Je grave des noms pour les amoureux endurcis qui les préfèrent sur des branches et des cailloux plutôt que sur des tatouages. Ils durent plus longtemps sans pâlir. Je cherche des racines sèches, des pierres qui ressemblent à des lettres de l’alphabet. Faciles à dénicher celles en forme de cœur, en remontant le lit des torrents à sec. Les autres formes plus irrégulières je les trouve dans les pierriers, où s’entassent les débris des parois. Dans la nature, il existe des abécédaires.
On fait appel à moi pour de petits travaux de réparation de sculptures, le plus souvent dans des églises. Chez nous, on tient à impressionner avec des décorations d’artistes. Moi, je n’en suis pas un, je répare des nez, des doigts, les parties les plus fragiles. Quand j’étais jeune, j’ai pu étudier au lycée artistique. Le bac en poche, je suis parti travailler ensuite à la mine de charbon. Depuis qu’elle a fermé, je me débrouille avec ce que je trouve.
Je sortais de mes heures de travail dans la galerie et, au lieu de descendre au village, je grimpais dans la montagne. Poussé par un désir de neige, je me lavais les mains et le visage avec. Je montais en courant dans le bois, une saine transpiration sortait par tous les pores de ma peau. Je me hissais dans les branches d’un pin cembro en me poissant les mains de résine. De la scène la plus haute, je regardais l’horizon pour me débarrasser de la mine. Un ébrouement de chien sorti de l’eau parcourait mon dos.
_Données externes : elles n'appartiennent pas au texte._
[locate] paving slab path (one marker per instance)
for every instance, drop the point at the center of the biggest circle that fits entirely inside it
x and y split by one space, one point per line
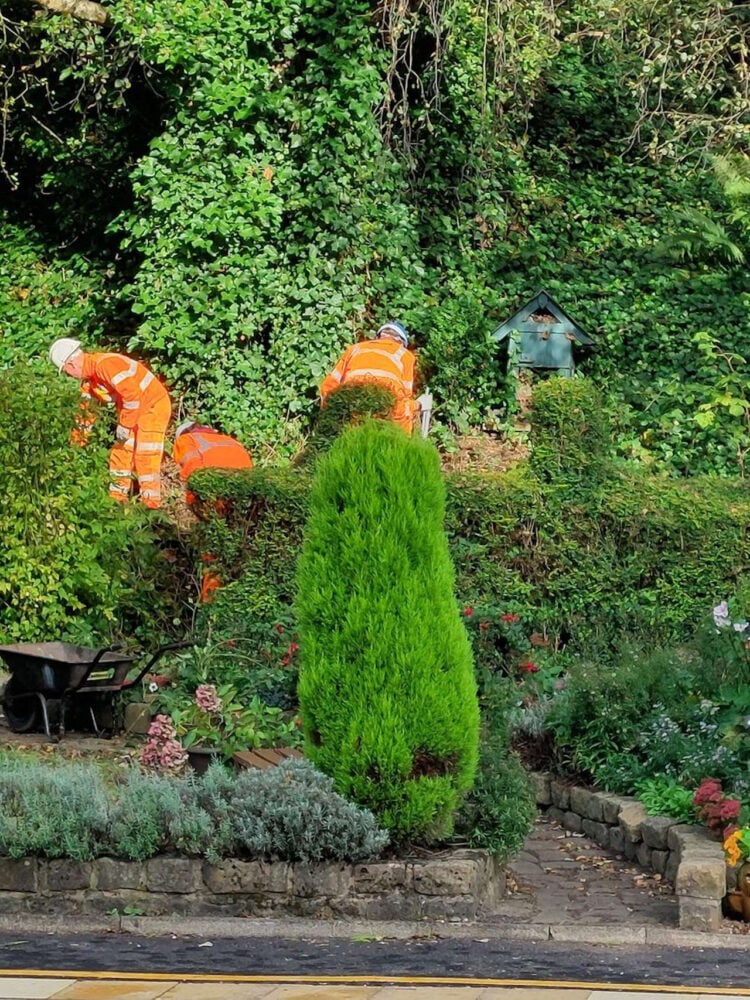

J’ai gardé mon admiration pour les artistes, un sentiment de spectateur et non de collègue. Proche de la soixantaine, je monte encore bien sur les échafaudages et les montagnes. J’habite la dernière maison hors du village. Pour moi, c’est la première en descendant des bois, à quelques mètres d’une petite cascade qui me donne de l’eau courante. Un petit filet coule même quand il gèle.
Depuis quelque temps, des étrangers désorientés arrivent au village. Ils essaient de passer la frontière, les autorités laissent faire pour ne pas avoir à s’occuper d’eux. Nous vivons sur une terre de passages. Certains d’entre eux pourraient s’arrêter, mais aucun de ceux qui sont arrivés jusqu’ici ne l’a fait. Une adresse en poche leur sert de boussole. Pour nous qui n’avons pas voyagé, ils sont le monde venu nous rendre visite. Ils parlent des langues qui font le bruit d’un fleuve lointain.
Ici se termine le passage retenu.